Since the news first broke, organiser Ms Jorja Gudge has gone into hiding saying she does not want any further media coverage.
She did however give details saying it will be a “glitz pageant” with three sections — sportswear, formal and wow wear. About 40 girls up to the age of 21 can enter and there will be different age categories. The girls will be judged on personality, presentation and beauty with beauty counting for the “least percentage” and personality the most important. After all beauty is only skin deep.
Prizes will be American-style pageant crowns, trophies, sashes and some cash prizes too. With an entry fee of €110 for young hopefuls, and €5 for anyone besides parents, you don’t have to be a cynic to consider this a money-making scheme.
Beauty pageants are obviously big business. It’s estimated that 250,000 children compete in more than 5,000 pageants in the United States each year.
Eden Wood’s mother Mickie Wood, maintains her daughter has made about €50,000, though she says she has spent $70,000 on beauty essentials, such as spray tans, fake hair and photos — with one dress costing up to $3,000. I am no accountant but those numbers just don’t add up.
More than 20 pageants are held in Britain each year with thousands of girls — and in some cases boys — taking part. Many of the contestants are as young as five and one pageant excludes anyone over the age of 12.

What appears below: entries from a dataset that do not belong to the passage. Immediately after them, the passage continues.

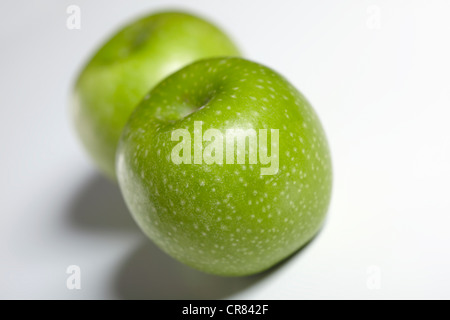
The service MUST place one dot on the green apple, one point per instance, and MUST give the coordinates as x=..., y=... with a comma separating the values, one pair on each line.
x=134, y=60
x=226, y=167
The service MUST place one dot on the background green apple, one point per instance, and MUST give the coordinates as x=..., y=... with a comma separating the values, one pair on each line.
x=128, y=65
x=226, y=219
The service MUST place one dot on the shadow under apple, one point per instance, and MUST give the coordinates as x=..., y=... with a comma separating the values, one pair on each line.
x=149, y=273
x=99, y=205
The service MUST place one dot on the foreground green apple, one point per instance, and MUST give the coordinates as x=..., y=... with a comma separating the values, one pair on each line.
x=226, y=167
x=128, y=65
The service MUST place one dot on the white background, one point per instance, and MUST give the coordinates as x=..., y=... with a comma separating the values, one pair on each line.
x=377, y=73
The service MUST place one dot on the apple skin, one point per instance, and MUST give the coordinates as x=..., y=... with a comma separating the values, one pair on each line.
x=226, y=219
x=133, y=61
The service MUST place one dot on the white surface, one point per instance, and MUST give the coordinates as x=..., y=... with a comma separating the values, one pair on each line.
x=383, y=96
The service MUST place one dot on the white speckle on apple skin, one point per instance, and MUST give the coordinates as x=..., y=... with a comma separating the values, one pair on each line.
x=242, y=228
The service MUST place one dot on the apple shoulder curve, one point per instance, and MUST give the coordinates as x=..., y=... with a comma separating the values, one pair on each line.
x=226, y=167
x=129, y=64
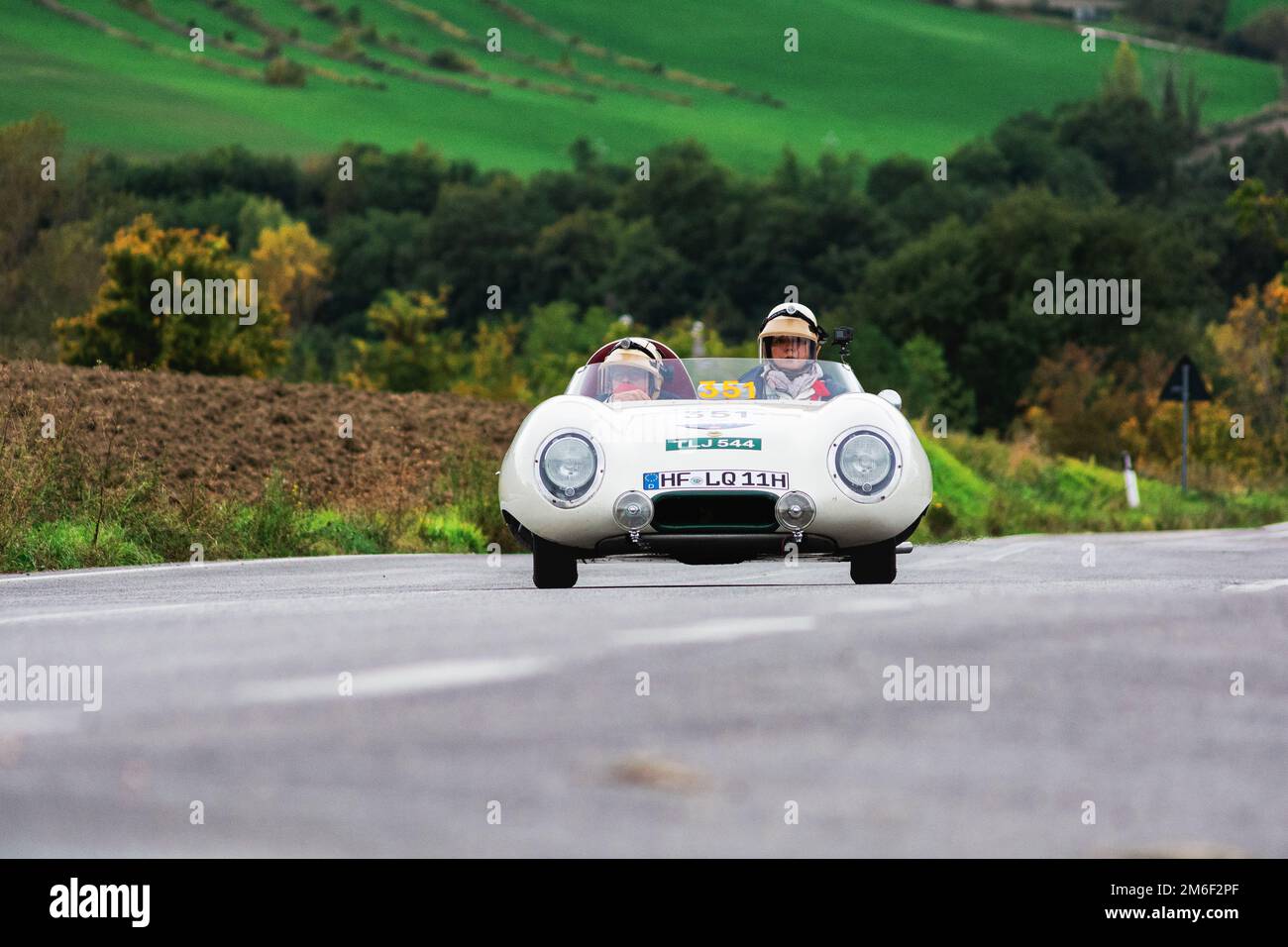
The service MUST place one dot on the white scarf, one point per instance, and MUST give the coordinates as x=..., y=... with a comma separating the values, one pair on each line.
x=799, y=388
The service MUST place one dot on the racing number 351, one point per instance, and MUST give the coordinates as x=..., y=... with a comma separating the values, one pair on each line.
x=726, y=389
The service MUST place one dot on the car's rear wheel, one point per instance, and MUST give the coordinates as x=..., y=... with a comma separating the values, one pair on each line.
x=874, y=565
x=553, y=566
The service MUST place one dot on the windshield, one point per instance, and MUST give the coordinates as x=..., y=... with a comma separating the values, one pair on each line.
x=716, y=379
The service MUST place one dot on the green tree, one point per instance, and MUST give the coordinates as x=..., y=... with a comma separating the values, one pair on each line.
x=124, y=331
x=412, y=352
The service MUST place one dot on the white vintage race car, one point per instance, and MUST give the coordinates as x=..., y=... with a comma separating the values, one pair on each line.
x=707, y=474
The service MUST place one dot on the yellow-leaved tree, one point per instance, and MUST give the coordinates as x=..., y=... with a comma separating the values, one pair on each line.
x=294, y=268
x=125, y=329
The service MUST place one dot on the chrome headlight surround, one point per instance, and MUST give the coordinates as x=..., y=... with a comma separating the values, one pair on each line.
x=881, y=488
x=552, y=491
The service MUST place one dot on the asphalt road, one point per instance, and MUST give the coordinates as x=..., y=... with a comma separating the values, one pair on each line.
x=475, y=693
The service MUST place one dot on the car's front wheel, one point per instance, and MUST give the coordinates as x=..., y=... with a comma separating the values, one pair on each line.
x=553, y=566
x=874, y=565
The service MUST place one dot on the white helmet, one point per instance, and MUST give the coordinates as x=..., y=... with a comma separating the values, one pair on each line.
x=629, y=356
x=795, y=321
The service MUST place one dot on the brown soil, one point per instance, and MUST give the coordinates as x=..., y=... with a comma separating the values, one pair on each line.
x=224, y=436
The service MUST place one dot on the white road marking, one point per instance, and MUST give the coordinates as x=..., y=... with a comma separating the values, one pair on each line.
x=443, y=676
x=715, y=630
x=1013, y=551
x=197, y=607
x=382, y=682
x=1265, y=585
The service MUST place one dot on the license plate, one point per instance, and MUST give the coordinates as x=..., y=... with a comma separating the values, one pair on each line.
x=715, y=479
x=712, y=444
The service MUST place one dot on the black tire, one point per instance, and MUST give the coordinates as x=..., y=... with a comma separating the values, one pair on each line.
x=553, y=566
x=874, y=565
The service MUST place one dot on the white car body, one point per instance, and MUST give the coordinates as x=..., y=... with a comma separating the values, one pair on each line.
x=691, y=457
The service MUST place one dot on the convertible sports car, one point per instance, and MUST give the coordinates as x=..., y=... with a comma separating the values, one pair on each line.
x=706, y=474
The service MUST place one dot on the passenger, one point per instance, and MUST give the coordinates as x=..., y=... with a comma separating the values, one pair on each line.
x=631, y=371
x=790, y=339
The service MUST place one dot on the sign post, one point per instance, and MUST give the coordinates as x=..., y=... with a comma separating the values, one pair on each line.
x=1185, y=384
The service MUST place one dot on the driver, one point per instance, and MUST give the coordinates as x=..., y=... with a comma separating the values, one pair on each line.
x=631, y=371
x=790, y=339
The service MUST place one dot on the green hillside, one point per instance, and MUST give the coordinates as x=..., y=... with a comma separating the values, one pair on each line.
x=879, y=76
x=1241, y=11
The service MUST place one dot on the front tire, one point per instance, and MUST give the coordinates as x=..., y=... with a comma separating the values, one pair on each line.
x=553, y=566
x=874, y=565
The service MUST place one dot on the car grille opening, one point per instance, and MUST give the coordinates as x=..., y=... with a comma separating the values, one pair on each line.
x=709, y=512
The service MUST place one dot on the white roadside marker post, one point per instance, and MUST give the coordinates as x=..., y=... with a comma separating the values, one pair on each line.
x=1129, y=482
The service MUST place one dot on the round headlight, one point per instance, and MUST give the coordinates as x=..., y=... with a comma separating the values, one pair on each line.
x=866, y=463
x=568, y=464
x=794, y=510
x=632, y=510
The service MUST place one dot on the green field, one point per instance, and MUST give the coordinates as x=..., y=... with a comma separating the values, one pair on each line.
x=1241, y=11
x=879, y=76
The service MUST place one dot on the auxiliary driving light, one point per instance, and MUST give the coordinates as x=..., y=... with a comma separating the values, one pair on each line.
x=794, y=510
x=632, y=510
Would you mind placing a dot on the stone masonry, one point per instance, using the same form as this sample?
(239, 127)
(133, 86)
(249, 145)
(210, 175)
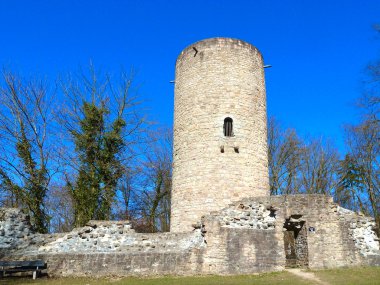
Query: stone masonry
(216, 79)
(223, 220)
(246, 237)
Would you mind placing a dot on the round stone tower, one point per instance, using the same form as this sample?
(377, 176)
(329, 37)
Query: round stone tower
(220, 129)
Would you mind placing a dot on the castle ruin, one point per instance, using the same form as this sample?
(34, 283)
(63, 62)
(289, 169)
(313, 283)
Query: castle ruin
(223, 219)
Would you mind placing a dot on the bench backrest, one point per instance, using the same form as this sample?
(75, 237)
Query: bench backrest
(26, 263)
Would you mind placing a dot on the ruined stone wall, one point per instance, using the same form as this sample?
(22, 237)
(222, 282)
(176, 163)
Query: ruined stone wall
(245, 237)
(215, 79)
(335, 236)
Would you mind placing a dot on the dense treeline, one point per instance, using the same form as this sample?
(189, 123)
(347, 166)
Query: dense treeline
(83, 149)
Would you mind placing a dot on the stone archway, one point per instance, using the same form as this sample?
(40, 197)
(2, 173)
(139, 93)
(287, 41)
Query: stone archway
(295, 242)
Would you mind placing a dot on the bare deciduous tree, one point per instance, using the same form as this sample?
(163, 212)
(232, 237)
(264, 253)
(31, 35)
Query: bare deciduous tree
(26, 166)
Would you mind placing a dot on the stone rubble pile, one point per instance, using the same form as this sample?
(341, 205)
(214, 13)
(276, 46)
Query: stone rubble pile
(251, 215)
(365, 237)
(15, 229)
(104, 236)
(362, 230)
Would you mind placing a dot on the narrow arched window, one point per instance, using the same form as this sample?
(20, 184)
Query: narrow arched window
(227, 127)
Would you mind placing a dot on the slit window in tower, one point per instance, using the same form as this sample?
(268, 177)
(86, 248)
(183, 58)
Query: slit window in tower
(227, 127)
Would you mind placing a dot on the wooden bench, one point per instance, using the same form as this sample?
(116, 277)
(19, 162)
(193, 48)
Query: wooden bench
(22, 266)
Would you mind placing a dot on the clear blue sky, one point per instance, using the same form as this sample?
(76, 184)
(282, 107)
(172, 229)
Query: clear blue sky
(318, 49)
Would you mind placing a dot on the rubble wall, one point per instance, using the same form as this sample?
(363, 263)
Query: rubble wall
(244, 238)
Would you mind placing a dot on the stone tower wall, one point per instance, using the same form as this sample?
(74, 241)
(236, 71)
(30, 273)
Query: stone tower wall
(217, 78)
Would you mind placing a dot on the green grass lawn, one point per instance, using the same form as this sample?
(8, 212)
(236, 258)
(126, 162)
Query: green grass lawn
(366, 275)
(351, 276)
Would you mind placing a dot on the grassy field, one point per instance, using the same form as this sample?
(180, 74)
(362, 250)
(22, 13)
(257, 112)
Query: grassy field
(352, 276)
(355, 276)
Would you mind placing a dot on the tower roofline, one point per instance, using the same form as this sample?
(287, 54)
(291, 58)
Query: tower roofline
(215, 41)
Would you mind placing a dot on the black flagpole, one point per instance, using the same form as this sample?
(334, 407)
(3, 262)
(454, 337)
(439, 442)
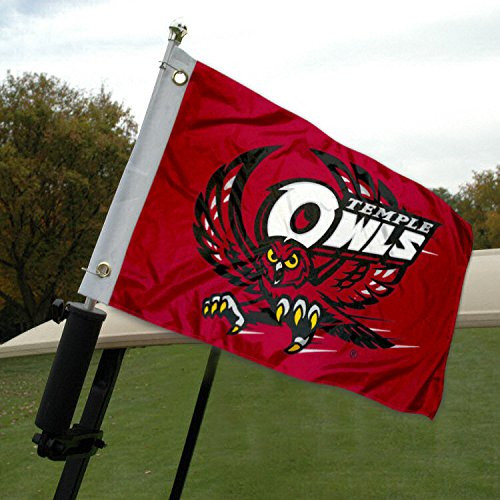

Concerns that these pageants are a breeding ground for paedophiles are rife and real but yet they continue to be open to the general public. Parents are putting their children in dangerous situations and are teaching them how to be sexy and grown up before their time.
For a successful child beauty queen the rewards can be substansial – the winner of Junior Miss British Isles can expect to pocket £2,500.
Sasha Bennington, 13, is one of Britain’s most successful child beauty queens. Her role model is Katie Price and in an attempt to achieve her look she undergoes a gruelling beauty routine which includes a weekly spray tan, acrylic nails each month and regular hair bleaching to make it “super blonde”.
This is the kind of behaviour pageants seem to encourage. So it is naive to expect the Dublin one will be any different?
The event was to take place at the Portmarnock Hotel in Dublin, but this has since changed as the hotel did not want any bad press which might be associated with it.
The Facebook page advertising it seems to be generating interest and according to Ms Gudge, it will be going ahead as “many people would be let down if we did not”.
From the media coverage I have been seeing the only one that would be let down is Tom Hanks as he would not be able to get brilliant material like this.